Hot start: This option provides the immediate recovery from the disaster. This provides the immediate restoration of IT services but it is expensive one to implement. This option is used for critical services that cannot be loss for even for short duration also. ITSCM: In present days, Organisations are mostly depended on IT services to support their business practices and to provide services to their customers. The dependency on IT services is increasing day by day and this also demanding that services need to be protected from comprehensive inaccessibility.
ITSCM is a critical procedure that will maintain and protect services of organisation and it also contributes to the endurance and continuance of an organisation. The organisation can’t get profits and returns on investment (ROI) unless there is an implementation of effective ITSCM. ITIL Service Continuity management is more than just Disaster Recovery Planning. IT Service Continuity Management prepares the organisation to face the worst case scenario, by giving a capability of how to recover from disaster.
It not only gives the capability of just recover from the disaster, if possible it also gives the capability to prevent the disaster occurrence in the first case itself. ITSCM investigates, develops and implements recovery options when an interruption to service reaches a pre-defined point. Defining the pre-conditions that constitute a disaster is part of the ITSCM process. Such definitions form an integral part of any Service Level Agreement relating to the provision of services.
ITSCM addresses the most costly risks that could cause a sudden and serious impact, such that they could immediately threaten the Continuity of the business. These typically include things like:
- damage, loss or denial of access to key Infrastructure services
- failure or non-performance of critical service providers, distributors or other third party services that interpret business continuity
- corruption or loss of key information
- disrupt, extortion or commercial mishandling of key business information
- Deliberate illegal attack on critical information systems.
IT service continuity management (ITSCM) offers a proactive mechanism to assure that IT services can be recovered and provisioned based upon the established business continuity management timeframes. ITSCM focuses on the IT services required to support the organizations critical lines of business. For example, in a CRM system the customer data is a critical entity to be protected and recovered immediately after a disaster. Here not only the recovery of customer data but also the details about supporting IT infrastructure and services such as active directory, telecommunications, networks, service desk and the technical support are important.

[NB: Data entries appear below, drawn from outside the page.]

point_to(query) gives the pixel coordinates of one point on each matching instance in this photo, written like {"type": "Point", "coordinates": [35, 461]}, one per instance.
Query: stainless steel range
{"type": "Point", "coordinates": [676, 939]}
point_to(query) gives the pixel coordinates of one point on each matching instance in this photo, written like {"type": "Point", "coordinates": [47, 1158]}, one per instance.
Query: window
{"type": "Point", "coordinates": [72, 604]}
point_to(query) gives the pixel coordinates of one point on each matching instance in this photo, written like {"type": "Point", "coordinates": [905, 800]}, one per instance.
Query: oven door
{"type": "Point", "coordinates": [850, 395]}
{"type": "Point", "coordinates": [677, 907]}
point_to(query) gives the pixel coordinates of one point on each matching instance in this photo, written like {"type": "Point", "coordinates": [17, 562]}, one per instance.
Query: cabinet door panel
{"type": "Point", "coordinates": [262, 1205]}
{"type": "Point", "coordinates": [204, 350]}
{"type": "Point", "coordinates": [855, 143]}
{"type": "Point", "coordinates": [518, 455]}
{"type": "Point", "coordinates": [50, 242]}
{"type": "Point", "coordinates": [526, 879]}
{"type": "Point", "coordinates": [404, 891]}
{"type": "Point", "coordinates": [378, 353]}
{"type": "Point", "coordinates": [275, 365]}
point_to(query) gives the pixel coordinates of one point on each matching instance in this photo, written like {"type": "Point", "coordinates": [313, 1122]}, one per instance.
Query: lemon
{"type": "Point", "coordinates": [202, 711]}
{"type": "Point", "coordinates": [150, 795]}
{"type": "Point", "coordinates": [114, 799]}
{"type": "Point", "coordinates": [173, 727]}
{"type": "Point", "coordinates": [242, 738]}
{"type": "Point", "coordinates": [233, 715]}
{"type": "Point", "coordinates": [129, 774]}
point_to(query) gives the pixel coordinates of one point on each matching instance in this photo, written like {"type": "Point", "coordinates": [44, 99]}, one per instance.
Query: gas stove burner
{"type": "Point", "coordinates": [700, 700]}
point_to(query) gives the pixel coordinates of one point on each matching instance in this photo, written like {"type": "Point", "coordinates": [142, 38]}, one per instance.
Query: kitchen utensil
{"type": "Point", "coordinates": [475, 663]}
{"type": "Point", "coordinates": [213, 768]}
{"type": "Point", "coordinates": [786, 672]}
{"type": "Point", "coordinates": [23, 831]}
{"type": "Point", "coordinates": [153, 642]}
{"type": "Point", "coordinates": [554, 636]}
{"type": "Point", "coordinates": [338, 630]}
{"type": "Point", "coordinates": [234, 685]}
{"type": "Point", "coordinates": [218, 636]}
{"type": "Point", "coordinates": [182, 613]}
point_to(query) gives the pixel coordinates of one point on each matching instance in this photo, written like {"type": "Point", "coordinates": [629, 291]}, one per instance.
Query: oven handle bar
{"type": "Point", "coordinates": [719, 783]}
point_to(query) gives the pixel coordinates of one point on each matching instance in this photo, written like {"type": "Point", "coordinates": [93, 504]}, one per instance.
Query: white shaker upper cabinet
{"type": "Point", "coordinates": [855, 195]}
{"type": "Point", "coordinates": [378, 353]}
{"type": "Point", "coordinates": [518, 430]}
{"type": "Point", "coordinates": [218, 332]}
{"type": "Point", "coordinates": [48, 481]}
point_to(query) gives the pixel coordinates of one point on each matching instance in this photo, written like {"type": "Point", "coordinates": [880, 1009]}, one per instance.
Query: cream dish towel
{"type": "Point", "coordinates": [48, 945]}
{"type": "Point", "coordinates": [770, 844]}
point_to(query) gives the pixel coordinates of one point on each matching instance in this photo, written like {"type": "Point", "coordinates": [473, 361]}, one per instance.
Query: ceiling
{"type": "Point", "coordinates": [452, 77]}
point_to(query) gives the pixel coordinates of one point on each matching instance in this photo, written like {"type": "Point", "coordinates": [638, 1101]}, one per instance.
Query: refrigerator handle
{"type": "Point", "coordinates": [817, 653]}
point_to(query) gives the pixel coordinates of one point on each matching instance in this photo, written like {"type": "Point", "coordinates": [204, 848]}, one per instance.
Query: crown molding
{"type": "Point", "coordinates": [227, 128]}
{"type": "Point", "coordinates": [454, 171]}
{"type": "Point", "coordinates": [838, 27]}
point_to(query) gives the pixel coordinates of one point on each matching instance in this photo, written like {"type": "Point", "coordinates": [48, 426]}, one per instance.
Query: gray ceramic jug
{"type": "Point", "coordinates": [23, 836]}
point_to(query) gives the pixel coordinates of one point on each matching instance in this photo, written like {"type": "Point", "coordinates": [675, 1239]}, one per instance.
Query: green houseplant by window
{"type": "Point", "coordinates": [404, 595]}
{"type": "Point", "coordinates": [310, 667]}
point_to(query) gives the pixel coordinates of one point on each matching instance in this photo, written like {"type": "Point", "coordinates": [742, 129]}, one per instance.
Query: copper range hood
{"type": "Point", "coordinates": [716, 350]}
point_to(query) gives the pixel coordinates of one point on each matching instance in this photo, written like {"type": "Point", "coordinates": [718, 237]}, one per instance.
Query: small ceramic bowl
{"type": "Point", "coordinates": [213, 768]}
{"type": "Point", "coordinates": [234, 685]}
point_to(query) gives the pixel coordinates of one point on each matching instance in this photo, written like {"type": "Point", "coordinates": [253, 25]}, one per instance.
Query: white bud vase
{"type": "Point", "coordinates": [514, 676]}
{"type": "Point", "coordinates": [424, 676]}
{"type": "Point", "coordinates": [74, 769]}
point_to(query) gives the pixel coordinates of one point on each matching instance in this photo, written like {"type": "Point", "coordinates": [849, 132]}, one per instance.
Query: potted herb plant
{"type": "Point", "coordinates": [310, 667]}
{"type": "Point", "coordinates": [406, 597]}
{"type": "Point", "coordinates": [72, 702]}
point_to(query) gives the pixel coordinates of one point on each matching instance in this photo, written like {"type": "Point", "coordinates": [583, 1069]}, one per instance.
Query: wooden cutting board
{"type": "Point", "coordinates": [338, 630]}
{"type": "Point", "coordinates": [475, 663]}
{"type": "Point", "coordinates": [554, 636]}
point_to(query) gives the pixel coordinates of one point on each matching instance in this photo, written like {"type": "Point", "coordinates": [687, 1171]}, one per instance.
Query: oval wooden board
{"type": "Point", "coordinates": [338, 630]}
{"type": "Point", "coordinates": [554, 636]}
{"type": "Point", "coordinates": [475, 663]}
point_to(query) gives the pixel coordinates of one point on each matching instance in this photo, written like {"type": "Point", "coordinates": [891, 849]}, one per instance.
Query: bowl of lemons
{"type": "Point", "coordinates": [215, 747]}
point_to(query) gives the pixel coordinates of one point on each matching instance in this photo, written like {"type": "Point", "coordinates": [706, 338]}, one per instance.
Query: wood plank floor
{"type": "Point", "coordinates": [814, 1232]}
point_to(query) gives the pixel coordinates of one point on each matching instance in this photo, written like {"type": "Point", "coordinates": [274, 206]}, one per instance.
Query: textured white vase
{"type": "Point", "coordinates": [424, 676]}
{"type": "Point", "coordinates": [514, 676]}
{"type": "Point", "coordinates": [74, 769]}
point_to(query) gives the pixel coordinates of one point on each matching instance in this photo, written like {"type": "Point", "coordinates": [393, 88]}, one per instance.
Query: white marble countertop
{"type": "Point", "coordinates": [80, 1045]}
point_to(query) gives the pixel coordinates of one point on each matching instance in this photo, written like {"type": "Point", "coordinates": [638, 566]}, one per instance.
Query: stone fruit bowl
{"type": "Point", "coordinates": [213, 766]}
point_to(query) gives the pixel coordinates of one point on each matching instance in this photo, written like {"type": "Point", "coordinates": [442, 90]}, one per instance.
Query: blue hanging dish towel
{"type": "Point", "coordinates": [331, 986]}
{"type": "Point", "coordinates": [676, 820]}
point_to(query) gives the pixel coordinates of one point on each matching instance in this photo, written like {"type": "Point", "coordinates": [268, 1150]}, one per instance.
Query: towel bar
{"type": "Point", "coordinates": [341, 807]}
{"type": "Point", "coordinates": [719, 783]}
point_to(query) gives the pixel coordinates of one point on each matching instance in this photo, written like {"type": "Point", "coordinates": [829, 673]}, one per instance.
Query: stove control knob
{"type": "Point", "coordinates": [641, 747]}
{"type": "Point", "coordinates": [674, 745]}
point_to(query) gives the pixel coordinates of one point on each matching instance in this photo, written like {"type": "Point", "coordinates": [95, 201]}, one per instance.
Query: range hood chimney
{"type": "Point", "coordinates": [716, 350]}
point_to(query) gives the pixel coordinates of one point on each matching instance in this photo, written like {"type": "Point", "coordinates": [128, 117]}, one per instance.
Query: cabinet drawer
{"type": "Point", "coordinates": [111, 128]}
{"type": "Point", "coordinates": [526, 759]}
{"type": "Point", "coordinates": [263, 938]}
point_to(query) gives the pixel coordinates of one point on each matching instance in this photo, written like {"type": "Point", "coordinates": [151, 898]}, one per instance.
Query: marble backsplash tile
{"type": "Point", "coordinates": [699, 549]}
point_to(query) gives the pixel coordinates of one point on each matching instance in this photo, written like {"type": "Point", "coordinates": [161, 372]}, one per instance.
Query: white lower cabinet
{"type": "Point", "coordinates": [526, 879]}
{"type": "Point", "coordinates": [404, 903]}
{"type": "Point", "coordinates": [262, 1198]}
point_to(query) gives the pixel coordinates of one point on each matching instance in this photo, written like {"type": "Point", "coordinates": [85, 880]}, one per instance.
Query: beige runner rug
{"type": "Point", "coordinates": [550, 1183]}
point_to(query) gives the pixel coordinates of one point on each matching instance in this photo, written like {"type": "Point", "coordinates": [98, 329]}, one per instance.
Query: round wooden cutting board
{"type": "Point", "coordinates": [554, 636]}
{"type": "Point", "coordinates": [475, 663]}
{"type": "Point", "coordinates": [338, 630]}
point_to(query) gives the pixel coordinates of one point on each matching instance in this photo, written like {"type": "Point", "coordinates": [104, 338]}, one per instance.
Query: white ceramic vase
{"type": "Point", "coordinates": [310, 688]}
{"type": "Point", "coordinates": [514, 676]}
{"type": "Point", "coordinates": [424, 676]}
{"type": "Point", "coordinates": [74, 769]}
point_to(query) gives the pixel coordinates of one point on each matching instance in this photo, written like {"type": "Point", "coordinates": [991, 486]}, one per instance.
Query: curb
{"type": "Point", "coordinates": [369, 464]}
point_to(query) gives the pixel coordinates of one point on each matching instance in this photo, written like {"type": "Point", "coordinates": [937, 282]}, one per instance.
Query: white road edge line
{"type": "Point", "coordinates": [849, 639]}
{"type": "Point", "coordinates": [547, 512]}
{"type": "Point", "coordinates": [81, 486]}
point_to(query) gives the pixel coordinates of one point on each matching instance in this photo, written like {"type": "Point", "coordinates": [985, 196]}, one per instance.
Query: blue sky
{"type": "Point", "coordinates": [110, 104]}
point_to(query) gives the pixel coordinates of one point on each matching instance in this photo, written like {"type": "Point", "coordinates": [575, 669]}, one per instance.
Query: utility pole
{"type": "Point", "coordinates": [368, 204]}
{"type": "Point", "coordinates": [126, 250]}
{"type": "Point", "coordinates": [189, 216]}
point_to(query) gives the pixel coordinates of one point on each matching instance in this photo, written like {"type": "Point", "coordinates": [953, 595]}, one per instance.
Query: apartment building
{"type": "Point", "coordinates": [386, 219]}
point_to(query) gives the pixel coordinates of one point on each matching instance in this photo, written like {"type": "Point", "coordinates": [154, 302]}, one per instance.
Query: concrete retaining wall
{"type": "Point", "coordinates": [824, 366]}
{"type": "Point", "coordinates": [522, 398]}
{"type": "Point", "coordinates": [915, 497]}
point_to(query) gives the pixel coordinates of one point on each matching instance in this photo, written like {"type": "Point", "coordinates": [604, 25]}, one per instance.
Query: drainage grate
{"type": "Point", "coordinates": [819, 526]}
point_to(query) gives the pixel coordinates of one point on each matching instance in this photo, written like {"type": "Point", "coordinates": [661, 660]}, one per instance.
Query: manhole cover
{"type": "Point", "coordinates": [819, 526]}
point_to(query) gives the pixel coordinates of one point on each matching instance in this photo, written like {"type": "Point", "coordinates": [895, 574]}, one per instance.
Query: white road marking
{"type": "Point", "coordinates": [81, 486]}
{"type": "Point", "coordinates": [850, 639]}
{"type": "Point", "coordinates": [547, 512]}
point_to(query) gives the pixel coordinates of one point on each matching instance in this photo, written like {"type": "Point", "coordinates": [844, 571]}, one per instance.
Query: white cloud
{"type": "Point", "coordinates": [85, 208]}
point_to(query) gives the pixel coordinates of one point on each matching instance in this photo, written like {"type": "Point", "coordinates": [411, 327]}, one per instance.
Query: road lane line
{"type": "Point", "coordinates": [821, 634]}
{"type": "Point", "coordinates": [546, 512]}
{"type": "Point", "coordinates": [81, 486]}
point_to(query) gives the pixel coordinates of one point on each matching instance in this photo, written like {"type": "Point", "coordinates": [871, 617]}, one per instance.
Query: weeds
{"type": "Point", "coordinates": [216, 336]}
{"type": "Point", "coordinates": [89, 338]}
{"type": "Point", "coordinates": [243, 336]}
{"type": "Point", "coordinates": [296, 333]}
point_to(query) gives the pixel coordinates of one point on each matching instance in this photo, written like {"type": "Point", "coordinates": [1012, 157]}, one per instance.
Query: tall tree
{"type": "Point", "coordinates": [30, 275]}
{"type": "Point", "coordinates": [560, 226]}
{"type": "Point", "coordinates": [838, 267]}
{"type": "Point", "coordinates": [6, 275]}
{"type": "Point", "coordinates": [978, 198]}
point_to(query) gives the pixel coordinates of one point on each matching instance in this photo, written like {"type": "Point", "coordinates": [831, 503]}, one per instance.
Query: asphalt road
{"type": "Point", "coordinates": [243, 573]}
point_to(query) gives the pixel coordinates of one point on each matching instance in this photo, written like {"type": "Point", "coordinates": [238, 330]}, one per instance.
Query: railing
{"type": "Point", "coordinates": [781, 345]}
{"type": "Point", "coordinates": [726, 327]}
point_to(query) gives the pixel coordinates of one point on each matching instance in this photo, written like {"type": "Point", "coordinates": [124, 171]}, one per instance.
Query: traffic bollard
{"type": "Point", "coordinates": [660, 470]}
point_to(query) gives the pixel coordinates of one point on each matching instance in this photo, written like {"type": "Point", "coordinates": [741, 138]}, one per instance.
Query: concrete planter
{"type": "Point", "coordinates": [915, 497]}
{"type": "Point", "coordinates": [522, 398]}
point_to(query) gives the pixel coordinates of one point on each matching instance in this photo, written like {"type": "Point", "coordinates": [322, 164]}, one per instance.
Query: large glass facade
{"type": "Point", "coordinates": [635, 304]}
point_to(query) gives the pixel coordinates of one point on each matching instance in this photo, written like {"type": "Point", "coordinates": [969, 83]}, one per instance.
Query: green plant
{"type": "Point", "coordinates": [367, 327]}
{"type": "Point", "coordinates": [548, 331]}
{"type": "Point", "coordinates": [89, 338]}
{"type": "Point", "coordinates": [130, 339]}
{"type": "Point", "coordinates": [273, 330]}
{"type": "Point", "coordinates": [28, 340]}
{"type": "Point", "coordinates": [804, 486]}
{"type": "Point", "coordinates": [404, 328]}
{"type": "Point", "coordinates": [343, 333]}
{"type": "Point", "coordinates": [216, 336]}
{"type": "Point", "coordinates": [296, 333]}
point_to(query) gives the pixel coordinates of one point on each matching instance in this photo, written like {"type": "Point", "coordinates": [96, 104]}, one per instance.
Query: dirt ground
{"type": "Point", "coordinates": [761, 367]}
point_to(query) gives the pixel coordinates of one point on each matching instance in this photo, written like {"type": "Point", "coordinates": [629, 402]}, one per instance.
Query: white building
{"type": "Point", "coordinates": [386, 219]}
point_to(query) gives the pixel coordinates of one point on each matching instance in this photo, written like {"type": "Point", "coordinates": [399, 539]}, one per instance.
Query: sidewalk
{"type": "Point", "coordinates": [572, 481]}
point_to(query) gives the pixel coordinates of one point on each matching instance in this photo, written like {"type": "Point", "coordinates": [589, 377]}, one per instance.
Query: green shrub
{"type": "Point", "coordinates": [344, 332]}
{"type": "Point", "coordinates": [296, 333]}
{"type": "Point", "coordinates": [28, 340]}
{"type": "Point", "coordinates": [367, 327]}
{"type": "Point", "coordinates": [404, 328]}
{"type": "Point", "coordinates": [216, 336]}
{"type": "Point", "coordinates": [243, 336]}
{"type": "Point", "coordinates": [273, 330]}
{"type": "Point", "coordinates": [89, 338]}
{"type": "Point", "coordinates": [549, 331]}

ITIL's approach to service continuity and disaster recovery. Following are the steps to an ITIL compliant. Service Continuity Plan ITIL prescribes the following five steps to the ITSCM planning process:
- Prioritizing the businesses to be recovered by conducting a Business Impact Analysis (BIA)
- Risk Analysis by assessing each IT Service including the assets, threats, vulnerabilities and related countermeasures that might be taken
- Response Analysis by way of evaluating the recovery options Plan .
- Development of the actual production of a Service Continuity Plan which contains details of detection of an event and the protocols to be followed
- Plan Testing and Renewal to prepare an actual simulation of a crisis or disaster event and to assess the response effectiveness and the revision of the plan based on the issues arising during the simulation exercise
The above process needs a thorough understanding of the impact of the crisis event on the operations of the business and the system capability to conduct business with or without IT.